Symbolization failed. Your binary was compiled without frame pointers (-fomit-frame-pointer, common with -O2 or -O3) and without DWARF debug info. Three fixes: (1) compile debug builds with -fno-omit-frame-pointer -g, (2) install matching debuginfo packages (debuginfo-install on RHEL, apt-get install foo-dbgsym on Debian), or (3) use --call-graph dwarf in perf, which uses DWARF stack unwinding instead of frame pointers.

Can I link a profile to a specific request?

Yes, via pprof labels. Each sample in a pprof profile carries a list of label key-value pairs (span_id, trace_id, route, pod, etc.). In Go, set them via runtime/pprof.SetGoroutineLabels before entering a request context. In Java with async-profiler/Pyroscope, use Profiler.setLabel(). In Python, the Pyroscope SDK auto-sets labels for Django and Flask request metadata. Filter by trace_id="abc-123" in the Pyroscope UI to see exactly which call path that specific slow request took.

What's the difference between a heap profile and a heap dump?

A heap profile is a statistical sample of allocations (typically 1 in 512KB or 1 in 1MB). Low overhead, suitable for always-on production use. A heap dump captures every live object in the process — potentially hundreds of gigabytes for large Java heaps or C++ processes. Taking a heap dump causes a stop-the-world pause while the GC walks the entire heap. Use heap dumps for debugging specific OOM crashes or isolated memory leak investigations. Use heap profiles for ongoing allocation rate monitoring and GC tuning.

What's the difference between wall-clock and CPU profiling for finding latency issues?

A CPU profile only samples threads that are actively executing on a CPU. A thread that is waiting on a network call, a lock, or disk I/O produces zero CPU samples — even though it is consuming user-facing latency. For RPC-heavy services, a CPU profile will tell you "your code is fast" while the actual bottleneck is a slow downstream service. Wall-clock profiling captures both on-CPU time (serialization, computation) and off-CPU time (I/O, waiting). Start with wall-clock; use CPU as a second step when you know the problem is in your own compute.

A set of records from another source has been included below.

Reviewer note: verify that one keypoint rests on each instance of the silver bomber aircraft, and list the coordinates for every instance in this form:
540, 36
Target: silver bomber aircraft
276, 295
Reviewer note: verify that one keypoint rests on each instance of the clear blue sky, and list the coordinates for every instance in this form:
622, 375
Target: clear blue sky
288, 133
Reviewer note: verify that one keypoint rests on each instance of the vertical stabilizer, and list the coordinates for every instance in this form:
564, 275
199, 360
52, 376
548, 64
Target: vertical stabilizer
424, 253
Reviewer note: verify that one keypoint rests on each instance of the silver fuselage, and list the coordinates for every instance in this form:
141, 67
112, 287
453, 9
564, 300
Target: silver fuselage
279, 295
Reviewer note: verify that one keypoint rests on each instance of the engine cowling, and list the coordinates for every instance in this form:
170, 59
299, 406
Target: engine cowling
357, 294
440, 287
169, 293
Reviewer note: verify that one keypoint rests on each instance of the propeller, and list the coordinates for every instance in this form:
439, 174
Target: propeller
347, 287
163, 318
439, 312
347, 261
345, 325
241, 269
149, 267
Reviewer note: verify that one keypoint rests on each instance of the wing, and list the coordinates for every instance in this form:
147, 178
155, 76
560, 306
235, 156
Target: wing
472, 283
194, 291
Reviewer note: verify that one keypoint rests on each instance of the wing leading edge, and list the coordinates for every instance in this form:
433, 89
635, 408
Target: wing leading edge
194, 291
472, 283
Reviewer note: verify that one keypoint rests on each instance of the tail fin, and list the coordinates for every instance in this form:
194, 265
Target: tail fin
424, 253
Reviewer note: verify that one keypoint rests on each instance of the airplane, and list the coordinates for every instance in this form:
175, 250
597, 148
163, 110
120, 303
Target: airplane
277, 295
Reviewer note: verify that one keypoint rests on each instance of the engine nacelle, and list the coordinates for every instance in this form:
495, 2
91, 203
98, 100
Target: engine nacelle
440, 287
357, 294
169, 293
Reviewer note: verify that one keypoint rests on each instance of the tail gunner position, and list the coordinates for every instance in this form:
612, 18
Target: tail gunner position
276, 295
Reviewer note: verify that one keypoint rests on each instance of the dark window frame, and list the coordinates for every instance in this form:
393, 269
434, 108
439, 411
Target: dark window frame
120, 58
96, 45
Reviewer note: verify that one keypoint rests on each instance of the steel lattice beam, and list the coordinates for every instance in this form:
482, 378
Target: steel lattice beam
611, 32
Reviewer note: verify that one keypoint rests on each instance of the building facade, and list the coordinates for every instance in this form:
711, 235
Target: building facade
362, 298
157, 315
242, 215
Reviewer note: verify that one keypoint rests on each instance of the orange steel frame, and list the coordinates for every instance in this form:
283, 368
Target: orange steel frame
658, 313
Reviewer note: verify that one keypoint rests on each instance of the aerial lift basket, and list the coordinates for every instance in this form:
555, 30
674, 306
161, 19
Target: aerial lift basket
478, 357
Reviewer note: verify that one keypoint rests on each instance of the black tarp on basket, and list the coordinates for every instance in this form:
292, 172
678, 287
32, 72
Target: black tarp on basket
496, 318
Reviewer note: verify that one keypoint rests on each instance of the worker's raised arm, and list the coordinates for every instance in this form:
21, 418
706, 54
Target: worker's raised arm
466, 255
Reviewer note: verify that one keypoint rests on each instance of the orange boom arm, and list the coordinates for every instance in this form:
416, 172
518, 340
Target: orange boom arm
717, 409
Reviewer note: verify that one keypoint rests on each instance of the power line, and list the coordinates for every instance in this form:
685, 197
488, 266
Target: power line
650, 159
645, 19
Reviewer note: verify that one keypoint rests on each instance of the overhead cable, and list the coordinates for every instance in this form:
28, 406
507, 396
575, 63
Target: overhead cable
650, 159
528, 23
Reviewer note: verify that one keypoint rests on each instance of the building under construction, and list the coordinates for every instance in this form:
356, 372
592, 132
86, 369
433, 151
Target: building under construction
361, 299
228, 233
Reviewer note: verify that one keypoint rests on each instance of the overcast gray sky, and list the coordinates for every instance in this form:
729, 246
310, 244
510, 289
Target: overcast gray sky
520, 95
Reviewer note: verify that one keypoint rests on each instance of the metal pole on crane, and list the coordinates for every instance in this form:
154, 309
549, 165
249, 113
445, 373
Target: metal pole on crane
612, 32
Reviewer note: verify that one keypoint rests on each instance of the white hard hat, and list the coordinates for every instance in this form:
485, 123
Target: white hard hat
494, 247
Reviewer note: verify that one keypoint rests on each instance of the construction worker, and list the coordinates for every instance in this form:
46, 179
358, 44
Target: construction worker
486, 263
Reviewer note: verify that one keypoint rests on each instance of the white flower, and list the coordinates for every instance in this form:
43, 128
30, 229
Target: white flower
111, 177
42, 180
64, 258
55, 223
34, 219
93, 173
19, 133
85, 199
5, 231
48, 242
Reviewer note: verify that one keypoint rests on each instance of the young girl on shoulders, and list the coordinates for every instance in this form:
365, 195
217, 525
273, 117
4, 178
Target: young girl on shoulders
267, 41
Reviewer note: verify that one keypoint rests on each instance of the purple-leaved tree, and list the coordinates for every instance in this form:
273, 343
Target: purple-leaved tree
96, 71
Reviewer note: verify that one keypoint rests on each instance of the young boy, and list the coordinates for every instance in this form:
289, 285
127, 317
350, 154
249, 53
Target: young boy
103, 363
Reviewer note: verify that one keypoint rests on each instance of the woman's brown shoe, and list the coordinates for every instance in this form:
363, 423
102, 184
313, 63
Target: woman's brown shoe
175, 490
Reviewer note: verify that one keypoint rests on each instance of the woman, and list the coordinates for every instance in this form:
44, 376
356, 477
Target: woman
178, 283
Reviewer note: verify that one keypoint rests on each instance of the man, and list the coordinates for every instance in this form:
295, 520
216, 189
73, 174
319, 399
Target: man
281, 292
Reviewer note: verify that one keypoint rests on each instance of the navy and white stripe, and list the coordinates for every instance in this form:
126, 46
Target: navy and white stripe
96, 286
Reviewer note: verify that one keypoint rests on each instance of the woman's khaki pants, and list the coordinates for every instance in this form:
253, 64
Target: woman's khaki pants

How do I profile a short-lived process (Lambda, job, cron)?

Push-based collection is required — a pull scraper that runs every 10 seconds will miss a Lambda that runs for 3 seconds. Options: (1) Profile built into the process startup/shutdown path (Go: import net/http/pprof, Java: async-profiler API), (2) Pyroscope's Lambda layer or sidecar, (3) for cron jobs, record a local pprof profile on exit and upload it to the backend asynchronously. Some backends (Profefe) have a /profile?seconds=N endpoint that starts a timer-based profile on the next push.

Why does perf report show [kernel] but no user-space stacks?

This typically means the kernel is executing a lot of CPU (system time), not the user process. This can be real — a kernel bottleneck — or a profiling setup problem. Check: (1) Are you using -g for stack collection? (2) Is the binary compiled with frame pointers or DWARF? (3) Are debuginfo packages installed? (4) Try perf report --no-branch-stack to see if there's a data collection issue. If the kernel stacks are real, use perf sched to analyze scheduler behavior, bcc-tools/offcputime.py to find off-CPU kernel time, and bcc-tools/biotop.py for block I/O.

When should I use valgrind instead of perf?

valgrind (specifically callgrind) is for deterministic, instruction-level accurate profiling of small, bounded workloads. perf uses statistical sampling — it's approximate but very fast. valgrind runs your program 10-100x slower in a synthetic CPU and counts every instruction. Use it when: (1) your workload is short (completes in seconds), (2) you need instruction-level accuracy (not just function-level), (3) you want to analyze cache behavior in detail, or (4) you need to understand algorithmic complexity (counting actual function call frequencies). Never use valgrind for production profiling — the slowdown will change the behavior of caches, locks, and I/O-bound code.